Lors d'une parade d'identification organisée dans les locaux des
services de police, le requérant était désigné par la victime comme
étant celui qui s'était présenté comme un policier, l'avait menacée
avec un revolver puis violée. Depuis le début de la procédure, le
requérant niait les faits qui lui étaient reprochés, soutenant que, le
soir des faits, il était avec son épouse et n'était plus en possession
du véhicule.
Le requérant expliqua les accusations portées par la victime
contre lui comme étant le fait d'une vengeance par personne interposée
à la suite d'un vol de drogue qu'il avait commis au détriment d'un
toxicomane rencontré par l'intermédiaire d'une prostituée. En cours
d'instruction, il demanda l'audition de personnes concernant la
description du véhicule et sa localisation à l'époque des faits,
l'identification de la prostituée qui avait conseillé à la victime de
porter plainte, la confrontation avec Mlle T., la reconstitution des
faits et la communication des deux photos anthropométriques qui avaient
été présentées à la victime lors du dépôt de sa plainte.

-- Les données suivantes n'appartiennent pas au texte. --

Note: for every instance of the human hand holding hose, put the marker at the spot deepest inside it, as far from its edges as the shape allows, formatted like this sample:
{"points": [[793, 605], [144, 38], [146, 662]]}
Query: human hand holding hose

La victime maintint ses accusations contre le requérant tout au
long de l'information judiciaire.
a) L'instruction et le jugement de l'affaire en 1987
En 1987
Le 16 février 1987, la victime fut entendue par le juge
d'instruction. Le 4 mai, le requérant fut interrogé sur le fond. Le
5 mai, son conseil demanda l'audition d'un témoin concernant l'état du
véhicule, la date de la vente, et l'emploi du temps du requérant. Le
12 mai, il demanda l'audition d'un témoin au sujet de la panne du
véhicule.
Le 15 juin, une nouvelle commission rogatoire fut délivrée à la
sûreté urbaine de Nice pour rechercher un témoin. Elle s'acheva le 3
août. Le 30 juillet, une commission rogatoire était délivrée au doyen
des juges d'instruction de St Etienne pour entendre un parent de la
victime. Cette commission rogatoire s'acheva le 17 août.
Le 7 septembre était dressé procès verbal de non comparution d'un
témoin dont les déclarations avaient été contestées par le requérant.
Le 6 octobre était dressé procès verbal de confrontation entre la
victime qui persistait dans ses accusations formelles et le requérant
qui maintenait ses dénégations.
Le 12 octobre, le conseil du requérant demanda l'audition de 8
témoins et sollicita une reconstitution des faits. Il renouvela cette
dernière demande le 20 octobre.
Le 13 octobre, une commission rogatoire fut adressée à la sûreté
urbaine de Nice pour audition de témoin. Elle s'acheva le 10 novembre.
Le 4 décembre, le conseil du requérant demanda de nouvelles
investigations (auditions de témoins, vérifications sur le véhicule,
confrontations, reconstitutions, recherches).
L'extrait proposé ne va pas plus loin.